Phoeniconaias siamensis Temporal range: Early Miocene PreꞒ Ꞓ O S D C P T J K Pg N

Scientific classification
- Domain: Eukaryota
- Kingdom: Animalia
- Phylum: Chordata
- Class: Aves
- Order: Phoenicopteriformes
- Family: Phoenicopteridae
- Genus: Phoeniconaias
- Species: †P. siamensis
- Binomial name: †Phoeniconaias siamensis Cheneval et al., 1991

= Phoeniconaias siamensis =

- Authority: Cheneval et al., 1991

Extinct species of flamingo

Phoeniconaias siamensis is an extinct species of flamingo that lived in northern Thailand during the Miocene period. Its closest living relative is the lesser flamingo.

==History and naming==
Phoeniconaias siamensis was named in 1991 on the basis of various postcranial material found at the Mae Long Reservoir in Li, northern Thailand. The holotype, TLi 7, is the distal end of a right tarsometatarsus, but the referred material also includes elements of both the right and left wings and hindlimbs, a scapula and a cervical vertebra.

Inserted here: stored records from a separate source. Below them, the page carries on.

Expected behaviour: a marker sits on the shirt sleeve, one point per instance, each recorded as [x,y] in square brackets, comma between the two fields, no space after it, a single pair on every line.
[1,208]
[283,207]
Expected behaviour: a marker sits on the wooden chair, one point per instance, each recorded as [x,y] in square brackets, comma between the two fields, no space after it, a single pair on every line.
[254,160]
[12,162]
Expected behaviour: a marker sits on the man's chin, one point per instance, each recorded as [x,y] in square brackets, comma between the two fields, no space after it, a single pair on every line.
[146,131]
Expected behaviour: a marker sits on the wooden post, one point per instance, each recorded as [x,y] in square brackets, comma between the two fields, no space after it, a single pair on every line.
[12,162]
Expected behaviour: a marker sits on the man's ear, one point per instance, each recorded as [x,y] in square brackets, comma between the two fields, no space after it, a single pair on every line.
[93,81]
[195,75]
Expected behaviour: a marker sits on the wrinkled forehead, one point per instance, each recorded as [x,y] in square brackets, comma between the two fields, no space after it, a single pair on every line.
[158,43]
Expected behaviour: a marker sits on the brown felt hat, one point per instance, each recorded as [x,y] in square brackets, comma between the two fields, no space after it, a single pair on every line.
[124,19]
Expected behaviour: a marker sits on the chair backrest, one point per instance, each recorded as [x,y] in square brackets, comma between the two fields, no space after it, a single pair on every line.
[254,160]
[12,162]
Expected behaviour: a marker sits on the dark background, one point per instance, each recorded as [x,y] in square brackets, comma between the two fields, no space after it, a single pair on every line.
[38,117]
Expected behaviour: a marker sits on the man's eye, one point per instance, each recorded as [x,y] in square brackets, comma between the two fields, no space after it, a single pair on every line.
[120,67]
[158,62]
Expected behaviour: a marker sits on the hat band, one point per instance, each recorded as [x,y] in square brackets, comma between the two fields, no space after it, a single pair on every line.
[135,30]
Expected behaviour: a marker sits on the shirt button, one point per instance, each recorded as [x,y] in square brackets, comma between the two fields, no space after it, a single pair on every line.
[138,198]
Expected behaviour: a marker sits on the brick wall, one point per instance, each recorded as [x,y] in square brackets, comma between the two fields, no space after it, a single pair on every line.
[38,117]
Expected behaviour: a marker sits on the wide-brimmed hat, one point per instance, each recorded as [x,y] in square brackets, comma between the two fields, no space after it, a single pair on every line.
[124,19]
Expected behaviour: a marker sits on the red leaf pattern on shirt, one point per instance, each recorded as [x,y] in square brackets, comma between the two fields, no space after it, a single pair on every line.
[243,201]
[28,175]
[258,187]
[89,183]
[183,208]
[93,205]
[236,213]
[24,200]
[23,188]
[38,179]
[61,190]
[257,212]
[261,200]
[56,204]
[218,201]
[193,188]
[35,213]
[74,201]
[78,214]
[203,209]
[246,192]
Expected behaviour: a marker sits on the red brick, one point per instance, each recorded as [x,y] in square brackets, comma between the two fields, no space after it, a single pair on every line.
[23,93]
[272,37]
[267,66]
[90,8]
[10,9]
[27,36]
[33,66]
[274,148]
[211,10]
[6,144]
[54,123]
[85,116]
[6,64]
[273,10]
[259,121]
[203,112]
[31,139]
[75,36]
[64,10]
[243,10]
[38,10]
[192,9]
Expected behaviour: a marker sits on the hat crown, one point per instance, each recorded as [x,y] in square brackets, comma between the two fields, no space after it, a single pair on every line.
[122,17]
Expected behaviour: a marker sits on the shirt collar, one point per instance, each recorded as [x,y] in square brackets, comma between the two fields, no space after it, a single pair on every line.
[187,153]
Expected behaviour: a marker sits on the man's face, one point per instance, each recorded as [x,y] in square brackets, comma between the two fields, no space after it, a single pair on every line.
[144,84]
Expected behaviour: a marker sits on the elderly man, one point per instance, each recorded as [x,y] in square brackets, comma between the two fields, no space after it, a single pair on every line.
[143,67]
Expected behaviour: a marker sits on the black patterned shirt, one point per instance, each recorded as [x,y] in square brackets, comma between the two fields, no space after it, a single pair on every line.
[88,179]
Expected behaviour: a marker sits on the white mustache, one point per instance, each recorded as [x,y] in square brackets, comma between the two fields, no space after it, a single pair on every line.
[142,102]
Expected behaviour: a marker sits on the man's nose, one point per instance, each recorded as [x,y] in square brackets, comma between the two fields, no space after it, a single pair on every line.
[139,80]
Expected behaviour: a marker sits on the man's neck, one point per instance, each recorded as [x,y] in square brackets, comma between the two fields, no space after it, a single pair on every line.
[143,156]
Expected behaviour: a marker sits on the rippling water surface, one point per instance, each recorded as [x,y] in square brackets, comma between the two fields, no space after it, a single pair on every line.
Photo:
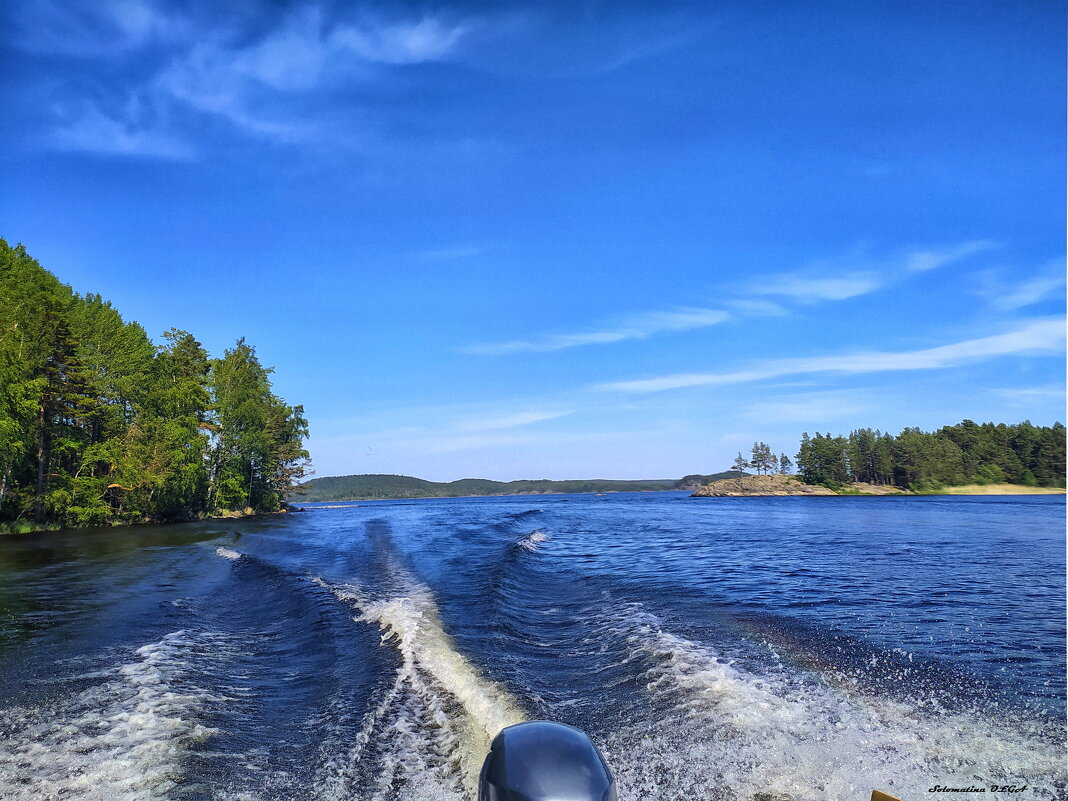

The name derives from Siam, the historical name of Thailand.

==Description==
One of the main ways to differentiate the three known flamingo genera is through the shape of the beak and the anatomy of the first toe bone, two features not preserved in Phoeniconaias siamensis. However the Li fossils could be referred to the genus Phoeniconaias based on the anatomy of the trochlea of the tarsometatarsus. The trochlea corresponding with the second toe shows an inner face that is elongated and not very round, while that of the third toe creates a sharp point due to it extending far beyond the outer intertrochlear notch. The size also matches the extant lesser flamingo, with P. siamensis being more robust than its modern relative and only slightly larger. Phoeniconaias siamensis is diagnosed by the following characteristics. On the supratendinal bridge of the tibiotarsus a large prominence is present. Large cotyla can be seen on the tarsometatarsus and the groove that receives the musculus fibularis is notably furrowed. The humerus bears a deep impression for the brachialis muscle and the ulna possesses a sharp tuberosity. The trochlea of the third toe shows the sharpened point typical for the genus and the distal foramen are located above the intertrochlear notch.